Abstract. The purpose of this paper is to show how deep learning techniques, based on CNNs, can contribute to photogrammetry process to perform geometric inspections of risers on offshore platforms. The photogrammetry process has a problematic related to the relative movements presented in the scene where the images are being acquired (dynamic photogrammetry). As an alternative solution, this work proposes the use of the YOLOv2 architecture, because this detector complies with some requirements of speed and good performance considering the functional requisites of the study executed. Thus, the purpose of this model is to detect risers and i-tubes on offshore platforms, then extract an inspection riser from the scene. Finally, with the images obtained, a 3D reconstruction is performed, followed by the results’ analyses.
Abstract.
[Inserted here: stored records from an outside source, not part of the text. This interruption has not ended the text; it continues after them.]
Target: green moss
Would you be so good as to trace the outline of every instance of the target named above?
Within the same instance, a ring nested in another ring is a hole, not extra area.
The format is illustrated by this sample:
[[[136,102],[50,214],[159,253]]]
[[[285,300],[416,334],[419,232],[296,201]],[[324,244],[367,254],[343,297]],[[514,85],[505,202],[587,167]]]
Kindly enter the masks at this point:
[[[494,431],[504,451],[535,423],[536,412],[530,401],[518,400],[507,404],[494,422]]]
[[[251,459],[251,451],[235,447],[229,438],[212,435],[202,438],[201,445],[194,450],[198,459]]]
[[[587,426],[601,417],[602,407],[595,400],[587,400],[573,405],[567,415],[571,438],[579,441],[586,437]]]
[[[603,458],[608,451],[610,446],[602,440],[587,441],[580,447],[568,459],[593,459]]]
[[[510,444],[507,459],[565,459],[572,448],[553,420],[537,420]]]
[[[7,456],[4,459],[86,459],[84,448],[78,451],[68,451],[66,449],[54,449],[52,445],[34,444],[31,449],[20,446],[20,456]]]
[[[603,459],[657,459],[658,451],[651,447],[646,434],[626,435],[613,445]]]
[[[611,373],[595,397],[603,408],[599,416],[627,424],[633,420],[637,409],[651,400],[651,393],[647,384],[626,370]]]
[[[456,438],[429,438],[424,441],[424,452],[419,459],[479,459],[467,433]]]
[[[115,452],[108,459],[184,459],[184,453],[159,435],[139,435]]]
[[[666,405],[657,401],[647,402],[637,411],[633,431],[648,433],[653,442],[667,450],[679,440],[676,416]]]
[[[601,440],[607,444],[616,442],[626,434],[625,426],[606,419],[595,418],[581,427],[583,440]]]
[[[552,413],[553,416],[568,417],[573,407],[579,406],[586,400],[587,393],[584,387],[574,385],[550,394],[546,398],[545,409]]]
In oil and gas offshore platforms, special pipelines as flexible risers make the connection between the ocean floor structures and the platform in extreme environmental and operational conditions. Periodic inspections are necessary to assess their integrity. As industrial climbing for inspection is expensive, extremely dangerous and time consuming, qualitative visual inspection with Remotely Piloted Aircraft System (RPAS), also known as drones, are being successfully applied for remote inspection of offshore flares and risers in a much safer, quicker, and cheaper way. These experiences motivate the 3D photogrammetric inspection of risers using RPAS, considering restrictions like layout of the inspected structures and surroundings and inability to prepare the scene. In this paper, taking advantage of the position information provided by the RPAS, the reconstruction and scale of the test scene were made using only GNSS data, GNSS and scale bars, RTK, and RTK and scale bars. Calibrated artifacts were used to evaluate the results and they include a PVC pipe with artificial defects simulating a riser, a pyramidal pattern with four spheres, and scale bars. The results showed that, as expected, the worst results are for GNSS data with error standard deviations of 0.35 mm compared with 0.20 mm or less for other options. For the sphere’s artifact, relative maximum sphere spacing errors are 9.3% for GNSS, 1.9% for RTK and 0.26% using scale bars. In any case it was possible to identify the defects in the pipe with good quality and with much more detail compared with a climbing inspection.
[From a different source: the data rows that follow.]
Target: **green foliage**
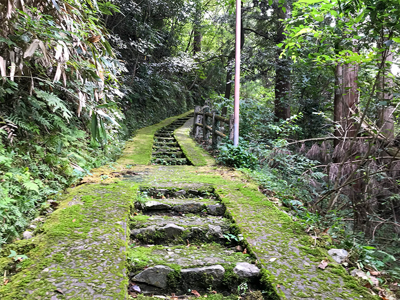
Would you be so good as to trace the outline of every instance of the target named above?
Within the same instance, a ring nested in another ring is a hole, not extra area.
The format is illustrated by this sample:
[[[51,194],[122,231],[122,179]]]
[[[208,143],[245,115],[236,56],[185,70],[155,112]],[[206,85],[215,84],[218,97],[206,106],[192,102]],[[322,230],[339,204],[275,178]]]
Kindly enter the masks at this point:
[[[7,257],[14,258],[14,260],[15,261],[20,260],[22,259],[28,260],[29,258],[26,255],[17,254],[16,252],[14,250],[10,250],[10,251],[11,253]]]
[[[234,146],[231,141],[228,140],[220,146],[218,150],[217,160],[220,164],[236,168],[254,168],[257,166],[257,158],[243,140],[238,146]]]

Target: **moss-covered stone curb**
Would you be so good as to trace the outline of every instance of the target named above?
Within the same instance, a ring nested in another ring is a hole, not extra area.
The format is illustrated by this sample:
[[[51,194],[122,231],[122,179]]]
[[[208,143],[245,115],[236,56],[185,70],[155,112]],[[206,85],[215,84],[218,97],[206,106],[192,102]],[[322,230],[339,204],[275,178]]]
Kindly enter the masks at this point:
[[[156,131],[190,112],[139,130],[116,164],[100,168],[92,180],[85,179],[94,183],[68,190],[42,233],[10,246],[16,250],[26,249],[18,254],[30,258],[0,286],[0,298],[126,299],[127,224],[137,189],[144,188],[214,190],[226,208],[226,216],[236,222],[237,234],[243,234],[248,250],[263,268],[262,282],[268,300],[379,298],[340,266],[317,268],[322,260],[333,260],[324,250],[314,246],[301,224],[275,207],[248,178],[226,168],[204,166],[210,156],[202,154],[204,160],[196,160],[202,150],[186,136],[188,121],[176,130],[176,138],[188,157],[194,158],[190,158],[194,166],[147,166]]]
[[[180,118],[193,112],[190,110],[182,114],[172,116],[160,123],[138,130],[131,142],[126,143],[122,156],[117,160],[120,165],[148,164],[152,160],[154,134],[159,129],[167,126]]]
[[[174,136],[182,149],[184,154],[193,166],[202,166],[215,164],[215,160],[204,150],[196,144],[189,136],[193,119],[190,118],[174,132]]]
[[[2,300],[126,298],[127,224],[134,187],[124,182],[68,191],[28,240],[22,270],[0,287]]]
[[[268,300],[355,300],[371,296],[326,251],[314,242],[299,223],[292,220],[258,191],[244,174],[225,168],[192,166],[136,166],[146,170],[140,184],[158,188],[214,188],[256,255]],[[332,264],[324,270],[320,262]]]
Abstract. This work describes a control solution for real time object tracking in images acquired for a RPAS on an object inspection environment. This, controlling a 3-axis gimbal mechanism to control a camera orientation embedded to a RPAS, using its image processed for feedback. The objective of control is to maintain the target of interest at the center of the image plane. The proposed solution uses a YOLOv3 object detection model in order to detect the target object and determine, thru rotation matrices, the new desired angles to converge the object’s position to the center of the image. To compare results of the proposed control, a linear control was tuned using a linear PI algorithm. Simulation and practice experiments successfully tracked the desired object in real time using YOLOv3 in both control approaches presented.